The hearing came just days after both houses of the Maine legislature passed resolutions calling on President Obama and Congress to enact federal single payer legislation. A poll this winter showed 52 percent of Maine physicians also favor single payer.

As Cathy Herlihy of the Maine State Nurses Association put it in a state forum featuring U.S. Senator Olympia Snowe, a single-payer system is the “the only solution,” she said. “We do not have time to wait. Our health should not be sacrificed for limited reforms.”

Pennsylvania

Two single payer bills are alive in the state, House Bill 1660, the “Family and Business Healthcare Security Act of 2009,” and Senate Bill 300.

Gov. Ed Rendell has said that if a single payer bill were to make it to his desk, he will sign it, reports Chuck Pennachio of Health Care for All Pennsylvania.

The state Democratic House Caucus is holding a public forum on the bill Friday, April 17 at 10 a.m. at the University of Pennsylvania campus in Philadelphia, featuring speakers from Physicians for a National Health Program, the Pennsylvania Association of Staff Nurses and Allied Professionals, and other single payer supporters..

The hearing comes on the heels of a resolution passed by the Philadelphia City Council calling for both state and federal lawmakers to establish a single-payer health system. 

Other states

Single payer bills are also on the docket in Minnesota, Missouri, and Washington.

 

The real show was outdoors — what the White House Forum on Healthcare left out

Hundreds of people, nurses, doctors, medical students, grassroots activists, and California School Employees Association members gathered in downtown Los Angeles Monday to deliver an unequivocal message about the nature of the healthcare reform Americans so desperately need.
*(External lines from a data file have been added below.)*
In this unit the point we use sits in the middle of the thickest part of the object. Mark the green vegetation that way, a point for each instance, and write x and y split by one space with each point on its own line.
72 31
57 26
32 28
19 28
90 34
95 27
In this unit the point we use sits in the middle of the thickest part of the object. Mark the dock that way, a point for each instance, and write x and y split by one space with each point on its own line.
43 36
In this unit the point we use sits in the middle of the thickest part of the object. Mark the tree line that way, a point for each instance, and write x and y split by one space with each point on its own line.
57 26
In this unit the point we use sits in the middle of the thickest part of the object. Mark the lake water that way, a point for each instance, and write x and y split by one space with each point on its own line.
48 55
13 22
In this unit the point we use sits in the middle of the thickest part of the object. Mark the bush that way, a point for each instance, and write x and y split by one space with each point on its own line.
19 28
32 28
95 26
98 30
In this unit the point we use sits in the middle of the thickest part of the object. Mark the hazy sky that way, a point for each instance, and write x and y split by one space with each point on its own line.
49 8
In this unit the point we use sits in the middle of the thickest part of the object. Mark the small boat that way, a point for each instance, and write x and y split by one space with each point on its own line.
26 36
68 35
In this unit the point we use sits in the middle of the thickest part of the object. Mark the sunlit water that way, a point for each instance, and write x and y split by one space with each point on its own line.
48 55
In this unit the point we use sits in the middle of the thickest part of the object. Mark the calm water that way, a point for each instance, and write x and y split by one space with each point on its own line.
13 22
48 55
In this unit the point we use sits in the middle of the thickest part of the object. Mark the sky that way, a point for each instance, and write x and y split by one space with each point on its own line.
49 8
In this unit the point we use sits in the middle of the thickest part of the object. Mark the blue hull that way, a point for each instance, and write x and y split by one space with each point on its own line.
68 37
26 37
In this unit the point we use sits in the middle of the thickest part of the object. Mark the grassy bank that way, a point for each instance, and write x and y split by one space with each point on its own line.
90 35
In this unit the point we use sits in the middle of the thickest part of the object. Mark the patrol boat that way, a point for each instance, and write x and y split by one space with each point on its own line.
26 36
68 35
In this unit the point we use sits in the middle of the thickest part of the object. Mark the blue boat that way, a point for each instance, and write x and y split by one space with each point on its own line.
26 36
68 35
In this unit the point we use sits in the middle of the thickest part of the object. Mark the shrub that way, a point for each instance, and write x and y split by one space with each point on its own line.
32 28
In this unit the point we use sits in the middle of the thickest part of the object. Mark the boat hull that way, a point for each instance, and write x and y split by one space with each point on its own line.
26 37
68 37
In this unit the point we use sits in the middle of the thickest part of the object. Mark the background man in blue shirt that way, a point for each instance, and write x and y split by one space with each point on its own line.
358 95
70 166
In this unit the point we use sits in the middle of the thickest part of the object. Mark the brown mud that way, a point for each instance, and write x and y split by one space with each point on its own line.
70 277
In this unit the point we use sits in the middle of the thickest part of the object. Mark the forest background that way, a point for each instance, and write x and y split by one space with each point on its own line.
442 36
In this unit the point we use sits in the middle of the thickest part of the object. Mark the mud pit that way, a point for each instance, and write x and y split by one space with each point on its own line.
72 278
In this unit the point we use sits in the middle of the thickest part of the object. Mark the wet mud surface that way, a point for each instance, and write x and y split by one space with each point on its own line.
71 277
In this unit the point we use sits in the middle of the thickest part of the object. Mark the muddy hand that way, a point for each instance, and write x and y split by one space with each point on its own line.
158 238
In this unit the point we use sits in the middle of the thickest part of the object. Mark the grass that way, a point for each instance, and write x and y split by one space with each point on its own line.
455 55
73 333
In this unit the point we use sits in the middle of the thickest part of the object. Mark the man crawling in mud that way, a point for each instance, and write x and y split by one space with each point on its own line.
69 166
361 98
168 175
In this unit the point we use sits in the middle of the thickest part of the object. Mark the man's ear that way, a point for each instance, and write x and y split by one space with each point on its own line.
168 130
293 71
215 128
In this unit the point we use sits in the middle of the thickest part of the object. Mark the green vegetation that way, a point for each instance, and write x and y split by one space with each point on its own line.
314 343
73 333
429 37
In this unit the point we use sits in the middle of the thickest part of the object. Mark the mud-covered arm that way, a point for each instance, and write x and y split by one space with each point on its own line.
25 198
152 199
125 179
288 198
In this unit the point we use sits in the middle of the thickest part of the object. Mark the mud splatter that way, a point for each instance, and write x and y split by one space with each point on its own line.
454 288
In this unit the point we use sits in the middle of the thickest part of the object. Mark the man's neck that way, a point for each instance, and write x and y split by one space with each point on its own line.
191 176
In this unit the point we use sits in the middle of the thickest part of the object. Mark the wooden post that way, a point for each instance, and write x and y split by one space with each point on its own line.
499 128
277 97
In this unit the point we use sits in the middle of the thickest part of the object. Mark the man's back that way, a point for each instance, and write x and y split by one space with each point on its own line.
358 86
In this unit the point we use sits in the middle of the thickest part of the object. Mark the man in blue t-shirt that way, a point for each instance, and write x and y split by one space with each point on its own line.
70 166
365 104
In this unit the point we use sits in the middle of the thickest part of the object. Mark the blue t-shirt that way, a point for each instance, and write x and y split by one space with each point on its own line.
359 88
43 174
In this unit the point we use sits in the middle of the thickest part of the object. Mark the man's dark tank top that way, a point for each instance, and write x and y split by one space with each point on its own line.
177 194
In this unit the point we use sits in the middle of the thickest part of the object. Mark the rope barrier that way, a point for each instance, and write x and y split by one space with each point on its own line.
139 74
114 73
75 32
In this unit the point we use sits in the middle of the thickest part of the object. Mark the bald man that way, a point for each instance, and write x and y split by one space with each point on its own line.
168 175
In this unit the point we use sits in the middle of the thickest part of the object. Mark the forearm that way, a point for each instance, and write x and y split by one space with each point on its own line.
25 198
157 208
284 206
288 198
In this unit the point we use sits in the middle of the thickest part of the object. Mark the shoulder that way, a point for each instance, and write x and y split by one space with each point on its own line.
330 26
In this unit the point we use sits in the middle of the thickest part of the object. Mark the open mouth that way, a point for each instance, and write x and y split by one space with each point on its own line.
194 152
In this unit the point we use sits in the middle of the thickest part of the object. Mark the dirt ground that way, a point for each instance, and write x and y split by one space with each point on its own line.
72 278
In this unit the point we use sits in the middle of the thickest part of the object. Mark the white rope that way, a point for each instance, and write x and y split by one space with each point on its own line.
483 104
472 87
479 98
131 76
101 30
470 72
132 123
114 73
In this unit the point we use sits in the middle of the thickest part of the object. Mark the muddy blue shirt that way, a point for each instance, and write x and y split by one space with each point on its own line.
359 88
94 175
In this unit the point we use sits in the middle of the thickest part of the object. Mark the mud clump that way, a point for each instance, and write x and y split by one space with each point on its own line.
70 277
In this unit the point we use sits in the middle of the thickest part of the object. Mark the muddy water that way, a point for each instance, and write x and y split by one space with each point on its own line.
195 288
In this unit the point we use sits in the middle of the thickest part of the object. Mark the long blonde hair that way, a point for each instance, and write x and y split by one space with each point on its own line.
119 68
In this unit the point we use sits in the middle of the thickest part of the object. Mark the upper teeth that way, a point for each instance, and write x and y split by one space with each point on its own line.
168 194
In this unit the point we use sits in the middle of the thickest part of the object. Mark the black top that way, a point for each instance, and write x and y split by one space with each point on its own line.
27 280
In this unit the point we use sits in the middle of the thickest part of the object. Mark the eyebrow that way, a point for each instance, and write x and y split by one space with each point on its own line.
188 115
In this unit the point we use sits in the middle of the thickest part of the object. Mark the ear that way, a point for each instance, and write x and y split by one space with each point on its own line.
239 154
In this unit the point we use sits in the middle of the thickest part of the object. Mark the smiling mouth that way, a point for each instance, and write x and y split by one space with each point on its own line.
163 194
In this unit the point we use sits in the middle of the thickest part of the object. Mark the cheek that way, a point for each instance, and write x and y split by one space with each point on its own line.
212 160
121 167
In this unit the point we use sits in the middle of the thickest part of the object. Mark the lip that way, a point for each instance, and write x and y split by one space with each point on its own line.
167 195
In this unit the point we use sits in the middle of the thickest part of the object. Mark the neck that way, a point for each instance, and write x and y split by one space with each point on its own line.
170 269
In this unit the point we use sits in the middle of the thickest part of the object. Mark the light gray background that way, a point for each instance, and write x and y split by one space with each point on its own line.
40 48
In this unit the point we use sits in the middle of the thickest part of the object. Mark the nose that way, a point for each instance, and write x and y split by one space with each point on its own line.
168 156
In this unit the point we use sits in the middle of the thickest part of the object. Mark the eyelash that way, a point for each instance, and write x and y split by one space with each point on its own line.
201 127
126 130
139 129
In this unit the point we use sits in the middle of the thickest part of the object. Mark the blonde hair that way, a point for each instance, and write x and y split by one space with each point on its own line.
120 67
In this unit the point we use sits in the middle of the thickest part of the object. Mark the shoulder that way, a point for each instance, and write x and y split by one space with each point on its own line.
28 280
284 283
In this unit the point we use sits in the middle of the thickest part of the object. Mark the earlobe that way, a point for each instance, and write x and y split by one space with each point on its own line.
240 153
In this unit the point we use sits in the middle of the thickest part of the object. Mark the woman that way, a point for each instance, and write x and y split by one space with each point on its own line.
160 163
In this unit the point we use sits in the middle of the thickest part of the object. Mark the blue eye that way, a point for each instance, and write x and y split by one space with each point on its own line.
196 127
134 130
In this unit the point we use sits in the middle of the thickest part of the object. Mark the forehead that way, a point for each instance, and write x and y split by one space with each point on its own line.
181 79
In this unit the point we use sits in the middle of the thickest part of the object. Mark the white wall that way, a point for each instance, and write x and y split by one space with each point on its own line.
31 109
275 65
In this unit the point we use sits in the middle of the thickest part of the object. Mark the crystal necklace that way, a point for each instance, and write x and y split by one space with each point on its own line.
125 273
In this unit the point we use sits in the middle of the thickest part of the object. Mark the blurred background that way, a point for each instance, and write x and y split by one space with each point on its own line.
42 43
For those inside the tightly scripted White House Forum or anyone watching the live feed on line, that message was blacked out. Inside the pre-selected speakers kept within the accepted framework: we need reform, costs are out of control, Americans are hurting, and preventive care will solve all our problems ('fraid not). Unfortunately nothing proposed in the forum is likely to cure this crisis.

The “official forum” was so short on content, the Los Angeles Times was moved to note, that “the presentation was light on details. Universal coverage — health insurance for all Americans — was widely touted, but there was no discussion of how to achieve that goal.” 

In other words, the public forums amount to little more than, “window dressing,” as the Times quoted Deborah Burger, co-president of the California Nurses Association/National Nurses Organizing Committee.

Indeed all the real work is being done by a handful of Congress members. Even the White House is largely AWOL, writes Trudy Lieberman in the Columbia Journalism Review:

It looks more like Congress’s overhaul, and the word “overhaul” might be a stretch. The private insurance system looks alive and well; it will just have more people in it. The danger of leaving the details of reform up to Congress is that the special interests cozy with members have a good shot at getting what they want.”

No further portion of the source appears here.